A second disciple is told not to “go back to bury his dead” (vv. 59-60). This has nothing to do with disobeying the fourth commandment, which remains ever valid and is a commandment that makes us holy. Rather, it is a summons to obey, above all, the first commandment: to love God above all things. The same thing happens with the third disciple, who is called to follow Christ resolutely and with an undivided heart, without “looking back”, not even to say farewell to the members of his family (cf. vv. 61-62).
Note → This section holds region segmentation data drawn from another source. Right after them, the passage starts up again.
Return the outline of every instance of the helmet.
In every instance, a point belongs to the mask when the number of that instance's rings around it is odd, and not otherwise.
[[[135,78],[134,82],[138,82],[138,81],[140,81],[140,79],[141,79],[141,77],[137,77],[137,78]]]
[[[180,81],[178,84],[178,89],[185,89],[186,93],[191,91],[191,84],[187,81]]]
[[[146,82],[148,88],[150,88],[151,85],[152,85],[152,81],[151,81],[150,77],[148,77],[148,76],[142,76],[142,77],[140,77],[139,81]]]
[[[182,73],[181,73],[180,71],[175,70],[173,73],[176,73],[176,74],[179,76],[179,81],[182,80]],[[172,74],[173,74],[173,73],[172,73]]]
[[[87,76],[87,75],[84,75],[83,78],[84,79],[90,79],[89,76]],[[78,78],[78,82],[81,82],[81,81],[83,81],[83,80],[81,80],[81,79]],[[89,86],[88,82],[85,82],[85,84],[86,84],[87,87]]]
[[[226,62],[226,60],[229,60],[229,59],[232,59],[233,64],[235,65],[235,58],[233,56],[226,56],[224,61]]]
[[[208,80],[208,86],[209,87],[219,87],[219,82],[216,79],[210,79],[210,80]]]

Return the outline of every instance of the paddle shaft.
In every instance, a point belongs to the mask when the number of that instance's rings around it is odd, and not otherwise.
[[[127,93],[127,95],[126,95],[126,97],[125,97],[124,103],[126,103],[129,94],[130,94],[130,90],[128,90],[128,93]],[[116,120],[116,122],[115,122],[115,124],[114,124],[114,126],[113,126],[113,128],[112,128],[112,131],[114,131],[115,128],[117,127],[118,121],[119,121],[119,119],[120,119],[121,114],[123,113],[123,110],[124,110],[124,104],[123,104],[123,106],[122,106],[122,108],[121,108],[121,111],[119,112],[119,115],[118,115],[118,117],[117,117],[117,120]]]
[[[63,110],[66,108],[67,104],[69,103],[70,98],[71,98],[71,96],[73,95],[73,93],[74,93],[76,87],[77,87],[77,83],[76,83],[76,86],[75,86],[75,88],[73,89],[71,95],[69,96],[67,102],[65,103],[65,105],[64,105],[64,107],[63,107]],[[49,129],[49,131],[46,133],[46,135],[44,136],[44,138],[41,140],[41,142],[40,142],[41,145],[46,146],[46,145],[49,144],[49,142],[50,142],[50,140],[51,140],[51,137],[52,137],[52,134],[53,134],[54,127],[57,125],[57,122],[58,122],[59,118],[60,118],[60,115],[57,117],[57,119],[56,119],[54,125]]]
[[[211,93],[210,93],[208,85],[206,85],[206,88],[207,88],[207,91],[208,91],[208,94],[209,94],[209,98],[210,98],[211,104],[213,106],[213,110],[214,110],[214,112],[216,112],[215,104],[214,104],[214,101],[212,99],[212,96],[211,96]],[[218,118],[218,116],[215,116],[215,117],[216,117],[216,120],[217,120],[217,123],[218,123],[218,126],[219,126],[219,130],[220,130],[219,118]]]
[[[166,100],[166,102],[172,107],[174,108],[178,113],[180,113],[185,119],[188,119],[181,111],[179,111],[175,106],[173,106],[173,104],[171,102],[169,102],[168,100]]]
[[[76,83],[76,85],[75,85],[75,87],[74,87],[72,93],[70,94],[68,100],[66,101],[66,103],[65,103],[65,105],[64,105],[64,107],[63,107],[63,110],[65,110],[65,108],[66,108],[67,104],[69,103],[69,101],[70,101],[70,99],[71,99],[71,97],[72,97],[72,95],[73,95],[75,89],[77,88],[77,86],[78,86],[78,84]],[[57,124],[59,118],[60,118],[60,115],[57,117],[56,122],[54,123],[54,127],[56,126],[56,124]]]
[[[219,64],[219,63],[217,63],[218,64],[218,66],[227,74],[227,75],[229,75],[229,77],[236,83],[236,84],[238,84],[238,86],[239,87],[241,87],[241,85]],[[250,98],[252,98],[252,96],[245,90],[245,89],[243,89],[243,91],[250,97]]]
Dear families, you too have been asked not to have other priorities, not to “look back”, to miss your former life, your former freedom, with its deceptive illusions. Life becomes “fossilized” when it is not open to the newness of God's call and pines for the past. Missing the past and not being open to the newness that God sends always “fossilizes” us; it hardens us and does not make us more human. When Jesus calls, also in the case of marriage and family life, he asks us to keep looking ahead, and he always precedes us on the way. He always precedes us in love and service. And those who follow him will not be disappointed!
Dear brothers and sisters, providentially, the readings of today’s liturgy speak of vocation, which is the theme of this Tenth World Meeting of Families: “Family Love: a Vocation and a Path to Holiness”. Strengthened by those words of life, I encourage you to take up with renewed conviction the journey of family love, sharing with all the members of your families the joy of this calling. It is not an easy journey: there will be dark moments, moments of difficulty in which we will think that it is all over. May the love you share with one another be always open, directed outwards, capable of “touching” the weak and wounded, the frail in body and the frail in spirit, and all whom you meet along the way. For love, including family love, is purified and strengthened whenever it is shared with others.
Betting on family love is courageous: it takes courage to marry. We see many young people who do not have the courage to marry and many times mothers say to me: “Do something, speak to my son, he will not marry, he is thirty-seven years old!” – “But, madam, stop ironing his shirts, start to send him away little by little so that he will leave the nest”. Family love pushes the children to fly; it teaches them to fly and pushes them to do so. It is not possessive: it always about freedom. In the moments of difficulty and crisis – every family has them – please do not take the easy way: “I am going home to mommy”. No, move forward with this courageous bet. There will be difficult moments, there will be tough moments, but always move forward. Your husband, your wife, has that spark of love that you felt in the beginning: release it from within and rediscover love. This will help in moments of crisis.
The Church is with you; indeed, the Church is in you! For the Church was born of a family, the Holy Family of Nazareth, and is made up mostly of families. May the Lord help you each day to persevere in unity, peace, joy, and in moments of difficulty, that faithful perseverance, which makes us live better and shows everyone that God is love and communion of life.